Так, Борис Кириллович интересовался судьбой депутата Середавкина: что сталось с избранником народным, так вовремя оказавшимся вблизи струевских денег? Между прочим, вскользь отметил Борис Кириллович, именно я указал Струеву на депутата Середавкина. Получив крупную сумму, Середавкин мог бы и вспомнить об этом. Пойми правильно, я, разумеется, не прикоснулся бы к этим деньгам, но в принципе — подчеркиваю, в принципе — в таких случаях принято делиться. Не обращай внимания, дорогой, сказала супруга ученого, в мире политики неблагодарность стала нормой. И Борис Кириллович кивнул: он навсегда расстался с политикой. Однажды он услышал про депутата Середавкина — однако настолько бессвязную информацию, что не сразу понял. Телевизионные обозреватели день ото дня становятся косноязычнее — вот и новенькая на первом канале отличилась: «Как заявил середав Депутаткин, его изменения остаются без убеждений!» Поди разбери, что на самом деле сказал Середавкин! Вгляделся Борис Кириллович и опознал в обозревателе Валерию Кайло, в недавнем прошлом — художницу-авангардистку. Профессор Кузин выключил телевизор и вернулся к занятиям.

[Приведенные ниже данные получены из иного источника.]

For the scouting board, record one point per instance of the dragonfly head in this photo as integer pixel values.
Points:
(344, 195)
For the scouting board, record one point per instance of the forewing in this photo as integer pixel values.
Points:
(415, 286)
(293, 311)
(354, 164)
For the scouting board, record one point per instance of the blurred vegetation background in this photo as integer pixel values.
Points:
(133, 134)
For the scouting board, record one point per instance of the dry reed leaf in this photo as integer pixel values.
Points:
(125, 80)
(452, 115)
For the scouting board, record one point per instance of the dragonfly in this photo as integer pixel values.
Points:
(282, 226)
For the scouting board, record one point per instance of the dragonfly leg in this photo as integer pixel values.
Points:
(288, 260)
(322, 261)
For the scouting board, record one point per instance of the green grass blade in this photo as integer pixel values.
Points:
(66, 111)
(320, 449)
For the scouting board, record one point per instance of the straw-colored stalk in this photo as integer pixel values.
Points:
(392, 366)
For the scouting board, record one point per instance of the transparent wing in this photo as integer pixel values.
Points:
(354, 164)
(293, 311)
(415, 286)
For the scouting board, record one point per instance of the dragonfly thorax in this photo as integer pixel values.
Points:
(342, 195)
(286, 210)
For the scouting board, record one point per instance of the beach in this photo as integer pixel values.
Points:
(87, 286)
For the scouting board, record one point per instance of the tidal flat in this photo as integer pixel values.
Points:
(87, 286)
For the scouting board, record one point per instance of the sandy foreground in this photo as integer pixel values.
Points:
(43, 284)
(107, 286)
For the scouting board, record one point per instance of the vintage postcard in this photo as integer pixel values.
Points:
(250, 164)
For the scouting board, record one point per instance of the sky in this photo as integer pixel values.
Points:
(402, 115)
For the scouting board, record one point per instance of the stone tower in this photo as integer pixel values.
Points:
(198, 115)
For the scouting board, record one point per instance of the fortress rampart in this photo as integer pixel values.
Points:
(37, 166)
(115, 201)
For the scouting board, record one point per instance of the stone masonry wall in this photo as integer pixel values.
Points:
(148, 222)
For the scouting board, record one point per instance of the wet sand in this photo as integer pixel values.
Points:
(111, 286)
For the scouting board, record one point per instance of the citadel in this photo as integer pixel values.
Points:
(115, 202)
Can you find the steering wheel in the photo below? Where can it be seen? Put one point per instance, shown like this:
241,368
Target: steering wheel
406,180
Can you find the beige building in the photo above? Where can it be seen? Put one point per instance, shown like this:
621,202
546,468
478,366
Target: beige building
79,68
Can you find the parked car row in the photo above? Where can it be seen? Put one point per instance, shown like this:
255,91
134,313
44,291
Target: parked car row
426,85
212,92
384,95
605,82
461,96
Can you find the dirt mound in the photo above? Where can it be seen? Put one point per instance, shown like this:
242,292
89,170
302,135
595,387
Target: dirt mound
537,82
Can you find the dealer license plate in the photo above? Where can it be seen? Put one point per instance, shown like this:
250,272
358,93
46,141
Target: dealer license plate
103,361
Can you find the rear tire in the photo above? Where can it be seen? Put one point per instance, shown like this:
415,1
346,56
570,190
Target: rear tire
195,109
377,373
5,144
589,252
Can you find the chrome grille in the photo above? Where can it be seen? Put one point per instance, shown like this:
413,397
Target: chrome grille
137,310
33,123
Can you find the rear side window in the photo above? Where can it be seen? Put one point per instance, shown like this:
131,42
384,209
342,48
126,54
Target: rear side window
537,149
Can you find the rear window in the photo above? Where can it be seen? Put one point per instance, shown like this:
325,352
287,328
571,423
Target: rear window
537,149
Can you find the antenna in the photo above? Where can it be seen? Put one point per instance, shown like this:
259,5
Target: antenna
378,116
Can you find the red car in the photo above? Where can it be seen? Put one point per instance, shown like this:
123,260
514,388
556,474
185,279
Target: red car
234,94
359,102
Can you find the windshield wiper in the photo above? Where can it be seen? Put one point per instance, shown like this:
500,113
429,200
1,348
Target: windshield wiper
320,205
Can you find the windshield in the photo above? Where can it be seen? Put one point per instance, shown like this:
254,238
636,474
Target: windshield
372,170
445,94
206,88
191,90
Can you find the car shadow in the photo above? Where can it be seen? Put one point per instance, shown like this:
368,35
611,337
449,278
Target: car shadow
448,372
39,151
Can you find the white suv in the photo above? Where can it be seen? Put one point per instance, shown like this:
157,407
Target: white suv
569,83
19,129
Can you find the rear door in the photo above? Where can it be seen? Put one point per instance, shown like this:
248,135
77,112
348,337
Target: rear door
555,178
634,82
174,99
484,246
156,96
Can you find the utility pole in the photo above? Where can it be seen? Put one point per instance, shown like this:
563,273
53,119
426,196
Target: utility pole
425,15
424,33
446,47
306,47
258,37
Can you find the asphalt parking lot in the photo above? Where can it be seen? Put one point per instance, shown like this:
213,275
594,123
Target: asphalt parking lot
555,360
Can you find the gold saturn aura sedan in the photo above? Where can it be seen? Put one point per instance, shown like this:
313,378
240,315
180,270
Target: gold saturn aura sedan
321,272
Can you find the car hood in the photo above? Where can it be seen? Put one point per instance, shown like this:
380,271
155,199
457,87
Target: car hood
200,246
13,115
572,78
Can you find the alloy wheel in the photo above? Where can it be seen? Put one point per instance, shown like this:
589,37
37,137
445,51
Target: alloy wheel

Борис Кириллович готовит новую монографию, еще более фундаментальную, чем прежние. Там будет все: и почему германцы захватили Рим, и зачем большевики угрожали Западной Европе, и почем сегодня фунт мяса на чикагском рынке, в то время как в России он стоит сами знаете сколько.
Кузин — вне всяких сомнений — гордость России, имя его останется в анналах, надо радоваться, что мы живем рядом с таким человеком; а вот о священнослужителе Павлинове следует скорбеть. Открытое общество прекратило существование, доходы от общественной деятельности иссякли, иные средства существования не обнаружились — и Николай Павлинов впал в нужду.
Некоторое время он поддерживал прежний образ жизни, разумно расходуя сбережения, становясь экономным в мелочах, но сбережения закончились. Требовательный вкус отца Павлинова, его гастрономические принципы, нетерпимость к пищевым суррогатам — все это превратило жизнь в унизительную пытку. Он не в силах был приспособить желудок к макаронам и картофелю — скучной пище бедняка. Примириться с компромиссом в виде яйца-пашот и гренок по-флорентийски не позволяла гордость. Однако подлинные испытания были впереди: денег не хватало уже и на макароны, и яйца сделались недоступны. Павлинов скитался по городу в поисках пропитания, с горечью открывая для себя черствость друзей. Москвичи стали свидетелями того, как недавний гурман, завсегдатай ресторанов, прячется возле дверей магазинов, ожидая, пока рабочий выбросит на улицу лежалый товар, колбасные обрезки, кости, картофельные очистки. Он отсиживался за штабелями ящиков на столичных рынках, чтобы перед самым закрытием ворот успеть выхватить из помойного бака гнилые овощи. Он исследовал содержимое мусорных ящиков в поисках объедков. Случилось непредвиденное: Николай Павлинов пристрастился к этой пище. Он полюбил своеобразный характер уличного меню столь же пылко, как любил некогда блюда средиземноморской кухни.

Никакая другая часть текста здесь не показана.